So weit, so gut. Doch die Idylle trügt. Denn es gibt auch eine Spezies von Hartnäckigen. Menschen, wenn ich sie einmal so ungern nennen möchte, die meine Privatsphäre nicht achten. Ja ich ziehe sie geradezu magisch an. Ungehobeltes Pack, was sich, ohne zu fragen, einfach auf meine Bank setzt, ungeachtet dessen, dass sie nicht einmal um Erlaubnis fragen, wohlwissend das ich ihnen das Parken ihres Gesäßes nicht gestatten würde. Es wäre ja vielleicht noch zu tolerieren, wenn sie mich wenigstens in Ruhe lassen würden. Doch dies tun sie mitnichten. Als ob ich sie zu einem Gesprächskreis eingeladen hätte, plappern sie unaufgefordert munter drauflos.

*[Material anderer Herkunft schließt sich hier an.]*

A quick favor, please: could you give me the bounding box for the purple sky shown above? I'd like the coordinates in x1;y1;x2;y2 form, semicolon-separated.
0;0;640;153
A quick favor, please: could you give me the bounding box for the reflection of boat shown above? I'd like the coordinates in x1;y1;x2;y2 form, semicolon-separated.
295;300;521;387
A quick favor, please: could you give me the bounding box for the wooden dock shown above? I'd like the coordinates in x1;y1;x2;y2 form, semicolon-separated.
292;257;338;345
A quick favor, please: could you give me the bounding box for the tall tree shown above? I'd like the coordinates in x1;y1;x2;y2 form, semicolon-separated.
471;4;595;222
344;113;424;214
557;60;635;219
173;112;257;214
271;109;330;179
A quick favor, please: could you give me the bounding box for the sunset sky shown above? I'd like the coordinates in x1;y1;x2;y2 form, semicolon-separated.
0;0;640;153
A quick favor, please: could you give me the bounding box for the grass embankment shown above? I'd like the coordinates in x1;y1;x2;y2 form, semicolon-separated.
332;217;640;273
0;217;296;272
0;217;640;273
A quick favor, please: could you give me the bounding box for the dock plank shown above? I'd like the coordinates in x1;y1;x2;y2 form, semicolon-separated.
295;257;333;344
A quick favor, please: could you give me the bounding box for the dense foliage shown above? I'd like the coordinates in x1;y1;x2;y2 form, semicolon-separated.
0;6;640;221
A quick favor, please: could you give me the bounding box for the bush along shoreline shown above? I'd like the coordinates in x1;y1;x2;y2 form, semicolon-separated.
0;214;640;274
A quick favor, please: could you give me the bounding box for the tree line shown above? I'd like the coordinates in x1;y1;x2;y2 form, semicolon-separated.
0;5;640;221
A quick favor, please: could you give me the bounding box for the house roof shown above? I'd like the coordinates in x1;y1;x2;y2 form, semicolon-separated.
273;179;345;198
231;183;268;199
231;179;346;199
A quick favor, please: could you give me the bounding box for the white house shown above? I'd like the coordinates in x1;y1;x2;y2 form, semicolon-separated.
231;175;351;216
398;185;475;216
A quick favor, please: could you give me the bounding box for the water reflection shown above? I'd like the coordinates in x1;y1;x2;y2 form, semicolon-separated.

Inhaltlich jedoch indiskutabel. Ich reagiere natürlich nicht darauf und erkläre schmallippig, ich sei von Geburt an taubstumm. Jedoch hindert sie dies nicht und sprechen fortan auch noch mit Händen und Füßen. Manche führen sogar kleine Pantomimen auf. Nur, um mir den Tag zu versauen. Dies gelingt ihnen auch regelmäßig. Respekt habe ich nicht vor ihnen, nur vor ihrer Ausdauer. Meine Ignoranz ihnen gegenüber scheint sie dabei nicht zu stören. Mit unglaublicher Penetranz versuchen sie, mich in ein Gespräch zu verwickeln. Die Verachtung, die ihnen meine Augen entgegenbringen, scheinen sie nicht zu bemerken oder was noch unverschämter ist, sie halten, dem bösen Blick einfach stand. Selbst den Auswüchsen meiner mittäglichen Bohnensuppe, Garant selbstbestimmter Einsamkeit, stehen sie ignorant entgegen. Weder auf Geräusche noch auf Veränderung der sauberen Luft scheinen sie zu reagieren. Dabei fällt selbst mir das tiefe Einatmen zunehmend schwer. Obgleich ich damit nur allzu vertraut bin. Selbst mein selbstbeschriebenes T-Shirt scheint sie nicht zu stören oder in dieser Stadt gibt es mehr Legastheniker als gedacht.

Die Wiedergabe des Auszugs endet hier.